From the Journals

Blood test might detect multiple cancer types, study suggests



A new blood-based test performs well at detecting multiple types of cancers across stages and therefore has good potential for screening, according to a prospective case-control substudy.

Investigators led by Minetta C. Liu, MD, a medical oncologist with the Mayo Clinic, Rochester, Minn., studied 6,689 participants – 2,482 with cancers of more than 50 types and 4,207 without cancer – drawn from the Circulating Cell-free Genome Atlas Study and the STRIVE Study populations.

The investigators performed bisulfite sequencing that targeted informative methylation regions of plasma cell-free DNA (cfDNA), and developed and validated a molecular classifier using methylation patterns to detect cancer and determine its tissue of origin.

Test performance was assessed both for cancer overall and for a prespecified set of 12 cancers (anus, bladder, colon/rectum, esophagus, head and neck, liver/bile duct, lung, lymphoma, ovary, pancreas, plasma cell neoplasm, stomach) that account for about 63% of U.S. cancer deaths annually.

Results reported this week in the Annals of Oncology showed that the test had a specificity of 99.3% in the validation cohort, corresponding to a false-positive rate of just 0.7%.

Sensitivity for detecting stage I-III disease was 43.9% for cancer overall and 67.3% for the prespecified set of cancers accounting for the majority of U.S. cancer deaths.

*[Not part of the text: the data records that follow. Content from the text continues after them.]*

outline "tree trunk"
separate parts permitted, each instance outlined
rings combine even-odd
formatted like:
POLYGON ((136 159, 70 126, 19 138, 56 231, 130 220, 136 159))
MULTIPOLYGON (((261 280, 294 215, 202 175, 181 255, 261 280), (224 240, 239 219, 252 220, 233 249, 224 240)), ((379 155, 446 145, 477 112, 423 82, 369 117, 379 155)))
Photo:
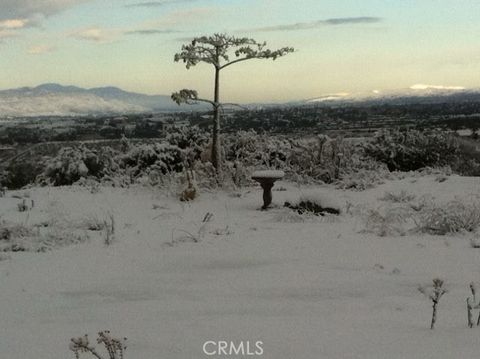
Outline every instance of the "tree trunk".
POLYGON ((215 68, 215 97, 213 106, 213 134, 212 134, 212 164, 217 171, 221 172, 221 142, 220 142, 220 69, 215 68))

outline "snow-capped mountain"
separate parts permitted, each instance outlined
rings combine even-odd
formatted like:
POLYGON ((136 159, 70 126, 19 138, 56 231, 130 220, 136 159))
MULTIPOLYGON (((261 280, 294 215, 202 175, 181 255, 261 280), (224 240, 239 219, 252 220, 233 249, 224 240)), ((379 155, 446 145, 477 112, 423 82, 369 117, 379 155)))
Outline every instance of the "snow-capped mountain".
POLYGON ((335 93, 308 99, 306 105, 335 104, 436 104, 480 102, 480 89, 465 89, 458 86, 413 85, 407 89, 369 93, 335 93))
MULTIPOLYGON (((185 110, 186 107, 182 106, 185 110)), ((163 95, 144 95, 116 87, 83 89, 43 84, 0 91, 0 116, 74 116, 179 110, 163 95)))

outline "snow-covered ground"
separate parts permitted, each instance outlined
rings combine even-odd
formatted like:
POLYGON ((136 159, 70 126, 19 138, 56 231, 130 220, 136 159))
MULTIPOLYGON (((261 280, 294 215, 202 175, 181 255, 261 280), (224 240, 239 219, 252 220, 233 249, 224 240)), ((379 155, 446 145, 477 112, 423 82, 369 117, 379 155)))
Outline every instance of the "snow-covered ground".
POLYGON ((275 188, 283 190, 269 211, 259 210, 259 187, 202 192, 191 203, 143 187, 7 192, 2 220, 78 231, 113 217, 115 238, 106 246, 101 231, 89 231, 87 242, 0 261, 0 357, 73 358, 71 337, 104 329, 128 338, 126 359, 206 358, 208 340, 262 341, 272 359, 478 357, 480 328, 467 327, 465 305, 469 283, 480 282, 474 235, 378 237, 345 210, 385 206, 388 191, 467 198, 480 179, 406 178, 364 192, 275 188), (297 217, 281 204, 305 191, 344 213, 289 221, 297 217), (18 212, 12 195, 26 192, 35 207, 18 212), (449 292, 432 331, 431 303, 417 288, 435 277, 449 292))

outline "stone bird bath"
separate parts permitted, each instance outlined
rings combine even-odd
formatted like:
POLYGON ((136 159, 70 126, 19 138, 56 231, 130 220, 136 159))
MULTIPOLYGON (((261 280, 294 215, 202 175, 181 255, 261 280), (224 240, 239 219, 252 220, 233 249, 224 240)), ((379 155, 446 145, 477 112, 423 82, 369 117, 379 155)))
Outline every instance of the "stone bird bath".
POLYGON ((263 188, 263 206, 262 209, 267 209, 272 203, 272 187, 275 181, 282 179, 285 176, 283 171, 256 171, 252 174, 252 179, 260 183, 263 188))

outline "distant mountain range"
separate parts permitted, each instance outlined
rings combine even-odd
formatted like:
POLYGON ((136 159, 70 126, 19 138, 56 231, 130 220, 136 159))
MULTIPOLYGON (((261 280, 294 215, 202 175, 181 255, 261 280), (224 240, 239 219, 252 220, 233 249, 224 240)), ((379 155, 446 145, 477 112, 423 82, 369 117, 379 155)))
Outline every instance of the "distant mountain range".
MULTIPOLYGON (((337 93, 285 104, 252 104, 247 107, 372 106, 464 102, 480 102, 480 90, 415 85, 410 89, 391 92, 337 93)), ((0 117, 152 113, 206 110, 207 108, 205 104, 177 106, 170 96, 127 92, 117 87, 84 89, 52 83, 0 91, 0 117)))
POLYGON ((408 89, 368 94, 336 93, 301 101, 304 105, 408 105, 439 103, 480 103, 480 89, 442 88, 440 86, 415 85, 408 89))
POLYGON ((179 107, 170 96, 138 94, 117 87, 83 89, 43 84, 0 91, 0 117, 78 116, 191 109, 192 106, 187 105, 179 107))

Test sensitivity increased with stage both for cancer overall (18%, 43%, 81%, and 93% for stage I, II, III, and IV disease, respectively) and for the prespecified set of cancers (39%, 69%, 83%, and 92%, respectively).

The test was able to predict a tissue of origin in 96% of samples in which a cancerlike signal was detected, and in 93% of cases, that prediction was accurate.

Some of the patients who had cancer were symptomatic and therefore would not be considered a screening population, Dr. Liu and coinvestigators acknowledged. Also, the test’s potential for reducing mortality remains unknown, and 1-year follow-up to verify cancer-free status was not yet available for all of the individuals without cancer.

“Together, these data provide compelling evidence that targeted methylation analysis of cfDNA can detect and localize a broad range of nonmetastatic and metastatic cancer types including many common and deadly cancers that lack effective screening strategies,” they maintained. The test’s “specificity and sensitivity performance approach ... the goal for population-level screening.”

“Considering the potential value of early detection in deadly malignancies, further evaluation of this test is justified in prospective population-level studies,” the investigators conclude. “Clinical validation in intended use populations is ongoing ... and a study has been initiated that is returning results to health care providers and patients ....”

Dr. Liu disclosed that the Mayo Clinic was compensated for her advisory board activities for GRAIL Inc. The study was supported by GRAIL, and by Princess Margaret Cancer Centre’s McCain Genitourinary BioBank in the department of surgical oncology.